Defect-rich ruthenium dioxide electrocatalyst enabled by electronic reservoir effect of carbonized polymer dot for remarkable pH-universal oxygen evolution

Designing highly active and durable electrocatalysts for oxygen evolution reaction (OER) over a wide pH range is of great significance, but it remains challenging. Herein, a defect-rich RuO2 electrocatalyst with pH-universal OER activity is developed by rationally utilizing the electronic reservoir effect of Mn-coordinated carbonized polymer dots (Mn-CPDs).
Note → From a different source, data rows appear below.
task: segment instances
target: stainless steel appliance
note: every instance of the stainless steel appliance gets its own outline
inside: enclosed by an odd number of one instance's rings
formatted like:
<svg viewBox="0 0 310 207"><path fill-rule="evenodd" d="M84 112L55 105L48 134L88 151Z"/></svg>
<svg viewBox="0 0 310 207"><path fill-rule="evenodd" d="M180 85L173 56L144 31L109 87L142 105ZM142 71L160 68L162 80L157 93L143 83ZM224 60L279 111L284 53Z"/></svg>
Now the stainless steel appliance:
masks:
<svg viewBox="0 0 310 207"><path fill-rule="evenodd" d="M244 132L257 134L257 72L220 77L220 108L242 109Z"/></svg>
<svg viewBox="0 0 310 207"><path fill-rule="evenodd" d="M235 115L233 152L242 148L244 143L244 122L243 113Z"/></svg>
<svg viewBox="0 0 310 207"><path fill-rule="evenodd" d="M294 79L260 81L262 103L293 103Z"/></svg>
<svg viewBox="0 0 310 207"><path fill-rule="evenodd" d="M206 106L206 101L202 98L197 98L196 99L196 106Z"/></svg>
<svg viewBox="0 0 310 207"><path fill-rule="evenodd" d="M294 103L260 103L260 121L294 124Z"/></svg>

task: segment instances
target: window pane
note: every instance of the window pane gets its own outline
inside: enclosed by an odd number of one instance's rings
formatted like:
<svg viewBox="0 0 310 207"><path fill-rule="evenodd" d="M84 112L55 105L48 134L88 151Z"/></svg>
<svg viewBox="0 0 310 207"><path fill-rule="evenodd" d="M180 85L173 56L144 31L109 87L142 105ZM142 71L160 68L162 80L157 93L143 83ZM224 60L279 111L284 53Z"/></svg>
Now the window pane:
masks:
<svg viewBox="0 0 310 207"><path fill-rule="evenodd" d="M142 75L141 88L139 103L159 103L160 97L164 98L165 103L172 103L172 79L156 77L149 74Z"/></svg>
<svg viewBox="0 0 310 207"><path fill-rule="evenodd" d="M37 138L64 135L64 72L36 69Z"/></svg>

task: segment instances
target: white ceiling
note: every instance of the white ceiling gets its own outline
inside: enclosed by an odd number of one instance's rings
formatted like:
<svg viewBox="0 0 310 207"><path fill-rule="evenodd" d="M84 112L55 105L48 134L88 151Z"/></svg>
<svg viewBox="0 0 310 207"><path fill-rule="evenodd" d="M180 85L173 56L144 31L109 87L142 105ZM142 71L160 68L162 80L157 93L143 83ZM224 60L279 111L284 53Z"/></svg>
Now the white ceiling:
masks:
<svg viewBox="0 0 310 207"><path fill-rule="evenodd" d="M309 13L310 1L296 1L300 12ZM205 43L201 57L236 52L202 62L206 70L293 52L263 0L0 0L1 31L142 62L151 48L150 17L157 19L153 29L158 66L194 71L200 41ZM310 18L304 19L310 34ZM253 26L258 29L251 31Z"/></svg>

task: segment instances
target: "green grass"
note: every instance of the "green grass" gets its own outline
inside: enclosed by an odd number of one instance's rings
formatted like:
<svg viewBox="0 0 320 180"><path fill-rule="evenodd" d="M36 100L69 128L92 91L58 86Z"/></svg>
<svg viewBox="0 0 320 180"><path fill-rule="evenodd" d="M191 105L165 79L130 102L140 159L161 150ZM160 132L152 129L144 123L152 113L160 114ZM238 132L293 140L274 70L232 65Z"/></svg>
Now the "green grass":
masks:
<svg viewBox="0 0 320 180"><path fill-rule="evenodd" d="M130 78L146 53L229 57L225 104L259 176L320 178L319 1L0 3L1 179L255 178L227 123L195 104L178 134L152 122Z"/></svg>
Mn-CPDs as distinct electron acceptor/donor endows Ru-O sites of RuO2 with abundant defective structures (i.e., O-Ru-O-Ru-Ru sites and O-Ru-O-Mn units) via reduction-oxidation processes, with incorporated Mn atoms simultaneously feeding electron to Ru. The resultant Ru-O-Mn/CPD exhibits an ultralow OER potential of 196 mV, 194 mV and 251 mV at 10 mA·cm−2 under 0.5 M H2SO4, 1.0 M KOH, and 1.0 M PBS media, respectively, and long-term catalytic stability, which are among the best OER electrocatalysts. Surprisingly, Ru-O-Mn/CPD also shows great Pt-like hydrogen evolution activity. The theoretical simulation indicates that defective Ru-O-Mn structures produce electron-rich Ru region and near-optimal Ru-4d/O-2p band center, thus optimizing the adsorption/desorption kinetics of key intermediates.